The problem was that John Benge misread the working timetable. He was convinced that the boat train was not due until 5.20pm, which was well outside his original time frame, but the actual time was 3.15pm. Had he been aware of this he would certainly not have started work at 2.51pm. He was not helped by the fact that the chief carpenter had already lost his copy of the timetable – he dropped it and it was run over by a train. Nobody was therefore in a position to point out the engineer’s error.
When the boat train reached the scene it was doing 50 miles an hour. The man with the red flag waved it vigorously but the driver could not respond in time, although he braked as hard as he could and blew his whistle. The guard, who had a patent emergency brake at his disposal, did not see the flag and only applied his ordinary brake when he heard the train’s whistle.

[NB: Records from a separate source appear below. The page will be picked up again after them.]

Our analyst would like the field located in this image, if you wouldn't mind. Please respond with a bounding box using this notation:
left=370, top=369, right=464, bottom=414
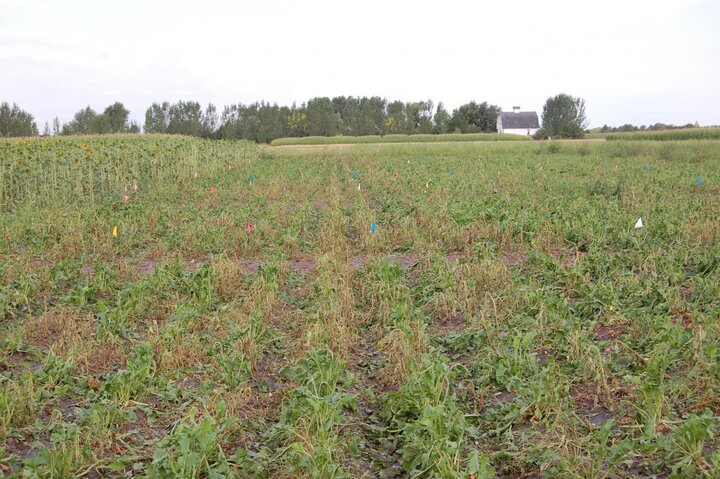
left=0, top=135, right=720, bottom=479
left=600, top=127, right=720, bottom=141
left=270, top=133, right=530, bottom=146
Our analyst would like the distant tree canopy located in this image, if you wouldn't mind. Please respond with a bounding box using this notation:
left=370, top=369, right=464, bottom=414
left=591, top=122, right=700, bottom=133
left=5, top=95, right=585, bottom=143
left=0, top=102, right=38, bottom=136
left=60, top=102, right=140, bottom=135
left=542, top=93, right=587, bottom=138
left=145, top=101, right=219, bottom=138
left=448, top=101, right=500, bottom=133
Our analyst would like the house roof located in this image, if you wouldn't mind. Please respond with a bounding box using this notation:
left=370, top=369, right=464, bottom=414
left=498, top=111, right=540, bottom=129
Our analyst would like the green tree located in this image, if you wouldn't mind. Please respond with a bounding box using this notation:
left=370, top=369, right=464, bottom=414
left=433, top=102, right=450, bottom=134
left=306, top=97, right=340, bottom=136
left=62, top=106, right=100, bottom=135
left=99, top=102, right=130, bottom=133
left=542, top=93, right=587, bottom=138
left=448, top=101, right=500, bottom=133
left=0, top=102, right=38, bottom=136
left=202, top=103, right=220, bottom=138
left=384, top=101, right=409, bottom=135
left=167, top=101, right=205, bottom=136
left=143, top=101, right=170, bottom=133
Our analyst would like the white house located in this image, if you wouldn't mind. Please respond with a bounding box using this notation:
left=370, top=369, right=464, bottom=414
left=497, top=106, right=540, bottom=136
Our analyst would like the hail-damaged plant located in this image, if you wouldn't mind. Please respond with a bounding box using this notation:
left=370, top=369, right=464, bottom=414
left=266, top=350, right=355, bottom=478
left=384, top=354, right=494, bottom=479
left=147, top=409, right=241, bottom=479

John Benge’s confidence as to his gang’s speed of working was justified to the extent that the new timbers were already laid, but a 21-foot section of rail was not. The engine and the leading van managed to stay upright as they ran across the bare timbers but the following carriages (there were thirteen in total) were not so lucky. The cast-iron girders gave way and the leading passenger carriage fell into the gap, although it was still coupled to the van that had stayed on the viaduct. It therefore hung at an angle but was not otherwise damaged. The next five carriages, however, fell into the river and were wrecked. It was in these that the casualties occurred, with ten deaths and 49 injuries.

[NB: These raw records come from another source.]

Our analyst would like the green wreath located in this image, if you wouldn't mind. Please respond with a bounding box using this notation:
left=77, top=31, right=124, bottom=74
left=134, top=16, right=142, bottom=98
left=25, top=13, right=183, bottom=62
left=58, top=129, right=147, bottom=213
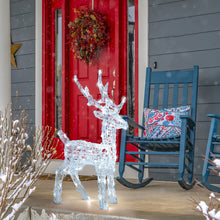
left=68, top=9, right=109, bottom=64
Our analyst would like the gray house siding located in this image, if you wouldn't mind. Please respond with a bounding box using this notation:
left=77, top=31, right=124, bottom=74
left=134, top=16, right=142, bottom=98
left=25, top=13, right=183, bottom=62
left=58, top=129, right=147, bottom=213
left=149, top=0, right=220, bottom=181
left=10, top=0, right=35, bottom=143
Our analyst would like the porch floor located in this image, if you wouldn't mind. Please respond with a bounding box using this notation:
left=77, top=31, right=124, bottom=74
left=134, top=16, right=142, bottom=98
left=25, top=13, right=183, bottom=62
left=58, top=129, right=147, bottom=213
left=21, top=180, right=217, bottom=220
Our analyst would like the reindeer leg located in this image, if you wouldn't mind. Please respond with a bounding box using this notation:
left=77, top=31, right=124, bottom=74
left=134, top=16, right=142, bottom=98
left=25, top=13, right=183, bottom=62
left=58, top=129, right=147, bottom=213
left=107, top=169, right=118, bottom=204
left=53, top=164, right=66, bottom=203
left=97, top=171, right=108, bottom=210
left=70, top=171, right=90, bottom=200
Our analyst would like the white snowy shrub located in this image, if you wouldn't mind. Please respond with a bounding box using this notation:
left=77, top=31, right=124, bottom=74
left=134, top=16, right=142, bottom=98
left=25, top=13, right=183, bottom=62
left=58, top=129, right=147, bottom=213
left=0, top=107, right=56, bottom=220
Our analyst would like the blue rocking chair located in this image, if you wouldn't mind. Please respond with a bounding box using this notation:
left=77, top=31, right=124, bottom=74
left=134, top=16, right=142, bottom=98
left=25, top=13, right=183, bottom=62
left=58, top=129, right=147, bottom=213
left=116, top=66, right=199, bottom=190
left=202, top=114, right=220, bottom=193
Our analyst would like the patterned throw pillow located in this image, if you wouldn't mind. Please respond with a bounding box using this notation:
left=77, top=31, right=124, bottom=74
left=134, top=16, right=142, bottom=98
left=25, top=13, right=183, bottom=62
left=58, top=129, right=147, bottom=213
left=144, top=106, right=190, bottom=138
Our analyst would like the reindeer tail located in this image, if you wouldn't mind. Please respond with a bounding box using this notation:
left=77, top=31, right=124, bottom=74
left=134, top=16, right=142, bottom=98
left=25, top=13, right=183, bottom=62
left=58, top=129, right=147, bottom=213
left=57, top=130, right=69, bottom=144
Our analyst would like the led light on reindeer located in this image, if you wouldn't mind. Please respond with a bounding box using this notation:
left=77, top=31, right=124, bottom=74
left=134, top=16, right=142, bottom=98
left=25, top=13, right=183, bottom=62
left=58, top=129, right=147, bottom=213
left=53, top=70, right=128, bottom=209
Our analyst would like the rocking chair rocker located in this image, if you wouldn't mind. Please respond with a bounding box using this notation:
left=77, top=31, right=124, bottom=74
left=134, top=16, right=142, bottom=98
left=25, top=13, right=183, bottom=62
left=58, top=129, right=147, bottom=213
left=117, top=66, right=199, bottom=190
left=202, top=114, right=220, bottom=193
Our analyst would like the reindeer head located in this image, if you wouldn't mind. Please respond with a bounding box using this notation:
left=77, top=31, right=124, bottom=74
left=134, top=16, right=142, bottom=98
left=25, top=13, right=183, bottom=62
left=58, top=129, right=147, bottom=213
left=74, top=70, right=128, bottom=129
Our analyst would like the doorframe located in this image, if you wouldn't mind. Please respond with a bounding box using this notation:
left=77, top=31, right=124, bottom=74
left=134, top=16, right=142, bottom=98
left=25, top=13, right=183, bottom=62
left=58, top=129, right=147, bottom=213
left=35, top=0, right=149, bottom=178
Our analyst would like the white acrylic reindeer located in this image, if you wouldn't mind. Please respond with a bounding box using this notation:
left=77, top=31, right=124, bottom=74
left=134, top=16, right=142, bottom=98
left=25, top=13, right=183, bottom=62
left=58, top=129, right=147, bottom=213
left=53, top=70, right=128, bottom=209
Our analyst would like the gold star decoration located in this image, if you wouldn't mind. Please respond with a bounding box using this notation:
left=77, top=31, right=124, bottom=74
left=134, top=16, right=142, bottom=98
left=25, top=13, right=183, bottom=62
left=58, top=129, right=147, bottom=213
left=11, top=40, right=22, bottom=69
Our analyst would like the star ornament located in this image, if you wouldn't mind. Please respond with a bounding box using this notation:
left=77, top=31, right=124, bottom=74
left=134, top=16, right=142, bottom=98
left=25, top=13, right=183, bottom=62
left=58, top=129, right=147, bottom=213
left=11, top=40, right=22, bottom=69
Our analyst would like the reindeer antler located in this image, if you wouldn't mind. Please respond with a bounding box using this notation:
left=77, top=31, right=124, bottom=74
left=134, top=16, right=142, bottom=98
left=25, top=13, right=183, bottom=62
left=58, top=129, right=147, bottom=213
left=74, top=70, right=126, bottom=111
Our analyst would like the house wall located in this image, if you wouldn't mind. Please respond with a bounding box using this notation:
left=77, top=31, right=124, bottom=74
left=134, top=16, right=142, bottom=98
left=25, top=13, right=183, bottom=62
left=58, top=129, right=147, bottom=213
left=10, top=0, right=35, bottom=143
left=149, top=0, right=220, bottom=180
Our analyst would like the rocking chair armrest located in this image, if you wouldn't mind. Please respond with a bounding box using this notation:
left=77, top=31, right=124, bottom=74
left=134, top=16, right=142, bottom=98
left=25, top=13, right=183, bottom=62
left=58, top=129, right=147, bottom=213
left=180, top=115, right=196, bottom=129
left=121, top=115, right=145, bottom=130
left=207, top=114, right=220, bottom=119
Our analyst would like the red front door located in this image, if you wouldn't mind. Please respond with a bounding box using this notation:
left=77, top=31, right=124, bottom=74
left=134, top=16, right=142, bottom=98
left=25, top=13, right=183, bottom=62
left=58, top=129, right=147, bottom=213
left=43, top=0, right=127, bottom=158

The Role of Charles Dickens
One of the passengers in the leading coach, now hanging off the viaduct, was the novelist Charles Dickens. He had been taking a working break at his regular holiday retreat near Boulogne, accompanied by his mistress Ellen Ternan and her mother. He had been looking through the manuscript of his latest novel, “Our Mutual Friend”, when the train crashed, and he mentioned this fact in a postscript to what would prove to be his last completed book.
Dickens helped the passengers in his carriage to escape and then turned his attention to those who were not so lucky. Although the extent of the help he gave has probably been exaggerated it certainly seems to be the case that he kept his head when some others were losing theirs. For example, he calmly let other passengers out of the un-wrecked carriages when the railway workers were running around in a panic.
However, that is not to say that the Staplehurst crash did not have a profound effect on Dickens’s health, because it certainly affected him psychologically. He suffered from what would probably be termed today “post-traumatic stress disorder” and those people who knew him personally before and after the crash testified to the fact he was never the same again. He avoided long train journeys whenever he could (which was by no means always) and in the five years remaining to him he only started one more novel (“The Mystery of Edwin Drood”) which he did not live to complete.
Ironically, he died (from a stroke) exactly five years after the Staplehurst disaster, on 9th June 1870. Had John Benge read his timetable correctly, perhaps “Drood” would have been finished and other novels might have followed in its wake.